Reputation: 69
I am trying to scatter plot a dataframe and for this I have provided it with x and y components. It is showing error in the x component. it gives the error on 'Year' column. I have checked manually that Year Column exists in the dataframe still it shows error. Note that year column contains years from 1960 to 1964.
urb_pop_reader = pd.read_csv('ind_pop_data.csv', chunksize=1000)
df_urb_pop = next(urb_pop_reader)
df_pop_ceb = df_urb_pop[df_urb_pop['CountryCode'] == 'CEB']
pops = zip(df_pop_ceb['Total Population'],
df_pop_ceb['Urban population (% of total)'])
pops_list = list(pops)
# Use list comprehension to create new DataFrame column 'Total Urban Population'
df_pop_ceb['Total Urban Population'] = [int(a[0]*(a[1]*0.01)) for a in pops_list]
# Plot urban population data
df_pop_ceb.plot(kind='scatter', x=df_pop_ceb['Year'], y=df_pop_ceb['Total Urban Population'])
plt.show()
Upvotes: 2
Views: 1491
Reputation: 45741
If you want to use pandas' plotting, you should pass the labels as x and y, not the data:
df_pop_ceb.plot(kind='scatter', x='Year', y='Total Urban Population')
Also looking at the docs I think you should rather do
df_pop_ceb.plot.scatter(x='Year', y='Total Urban Population')
Upvotes: 4
Reputation: 192
The error raises because you are trying to apply the plt method to the dataframe directly.

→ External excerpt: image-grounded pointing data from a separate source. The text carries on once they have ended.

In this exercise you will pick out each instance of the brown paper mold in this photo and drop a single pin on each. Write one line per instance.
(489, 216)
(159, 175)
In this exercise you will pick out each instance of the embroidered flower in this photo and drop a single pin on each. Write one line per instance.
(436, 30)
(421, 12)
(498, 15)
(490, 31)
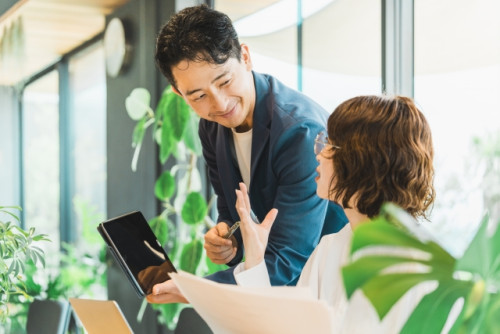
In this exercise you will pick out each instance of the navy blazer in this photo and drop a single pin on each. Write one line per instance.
(283, 168)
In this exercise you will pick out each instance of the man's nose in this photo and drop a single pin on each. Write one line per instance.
(219, 102)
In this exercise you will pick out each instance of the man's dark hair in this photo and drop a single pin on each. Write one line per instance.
(196, 33)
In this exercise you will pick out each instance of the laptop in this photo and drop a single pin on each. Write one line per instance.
(100, 316)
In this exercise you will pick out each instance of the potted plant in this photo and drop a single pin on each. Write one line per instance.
(185, 217)
(17, 246)
(474, 277)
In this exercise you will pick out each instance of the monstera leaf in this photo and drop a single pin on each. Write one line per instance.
(473, 279)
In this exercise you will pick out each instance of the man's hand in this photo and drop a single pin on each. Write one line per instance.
(255, 236)
(218, 249)
(165, 293)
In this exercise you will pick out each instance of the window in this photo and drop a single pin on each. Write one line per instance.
(331, 52)
(457, 80)
(64, 151)
(40, 142)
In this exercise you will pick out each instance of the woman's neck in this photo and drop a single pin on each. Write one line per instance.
(355, 217)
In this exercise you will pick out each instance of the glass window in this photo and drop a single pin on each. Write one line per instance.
(337, 56)
(9, 147)
(88, 149)
(457, 80)
(40, 121)
(342, 51)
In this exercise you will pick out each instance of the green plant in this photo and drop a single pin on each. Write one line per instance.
(181, 225)
(16, 247)
(474, 277)
(80, 270)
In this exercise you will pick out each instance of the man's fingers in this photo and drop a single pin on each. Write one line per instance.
(270, 218)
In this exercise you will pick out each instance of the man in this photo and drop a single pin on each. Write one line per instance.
(253, 130)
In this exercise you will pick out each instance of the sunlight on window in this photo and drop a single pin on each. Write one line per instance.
(457, 89)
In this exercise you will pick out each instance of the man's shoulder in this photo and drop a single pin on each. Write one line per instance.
(290, 103)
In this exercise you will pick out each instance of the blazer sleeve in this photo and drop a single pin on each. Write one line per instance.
(301, 213)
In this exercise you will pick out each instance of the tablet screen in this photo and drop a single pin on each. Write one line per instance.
(137, 250)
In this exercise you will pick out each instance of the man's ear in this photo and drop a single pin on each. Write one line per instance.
(176, 91)
(245, 56)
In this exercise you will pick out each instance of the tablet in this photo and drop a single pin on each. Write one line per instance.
(137, 250)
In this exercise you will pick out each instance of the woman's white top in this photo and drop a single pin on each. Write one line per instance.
(322, 274)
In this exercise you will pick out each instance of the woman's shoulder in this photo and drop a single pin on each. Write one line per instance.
(341, 237)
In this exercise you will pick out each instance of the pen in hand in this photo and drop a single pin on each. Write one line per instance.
(235, 226)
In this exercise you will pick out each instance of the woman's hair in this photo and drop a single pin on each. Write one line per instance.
(385, 155)
(196, 33)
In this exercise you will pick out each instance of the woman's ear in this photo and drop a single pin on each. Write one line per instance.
(176, 91)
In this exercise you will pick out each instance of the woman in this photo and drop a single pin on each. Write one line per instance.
(378, 149)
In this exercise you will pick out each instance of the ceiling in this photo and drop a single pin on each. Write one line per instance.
(34, 34)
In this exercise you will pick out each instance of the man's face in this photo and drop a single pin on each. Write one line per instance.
(220, 93)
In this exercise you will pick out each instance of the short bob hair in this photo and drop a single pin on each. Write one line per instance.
(196, 33)
(385, 155)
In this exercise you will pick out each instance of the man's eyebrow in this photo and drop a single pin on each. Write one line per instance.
(191, 92)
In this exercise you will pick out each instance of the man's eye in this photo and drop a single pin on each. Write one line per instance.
(199, 97)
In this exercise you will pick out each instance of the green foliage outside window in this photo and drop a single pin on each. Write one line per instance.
(17, 247)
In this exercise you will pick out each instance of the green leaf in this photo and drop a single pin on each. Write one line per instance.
(137, 103)
(178, 112)
(165, 186)
(385, 290)
(191, 256)
(168, 142)
(191, 137)
(138, 133)
(431, 313)
(492, 320)
(159, 227)
(194, 209)
(358, 273)
(378, 232)
(477, 258)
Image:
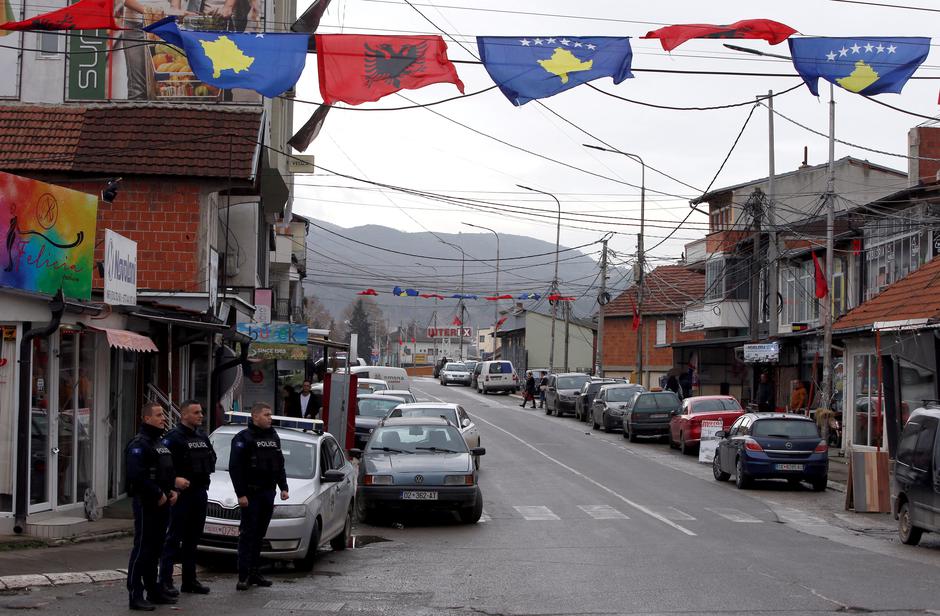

Try:
import matplotlib as plt
plt.scatter(x=df_pop_ceb['Year'], y=df_pop_ceb['Total Urban Population'])
plt.title('Title')
plt.xlabel('x')
plt.ylabel('y')
plt.show()
Also, there's no need to zip to calculate the total urban population. You could just multiply both columns directly:
df_pop_ceb['Total Urban Population'] = (df_pop_ceb['Total Population']*df_pop_ceb['Urban population (% of total)']*0.01)
Hope that helps!
Upvotes: 0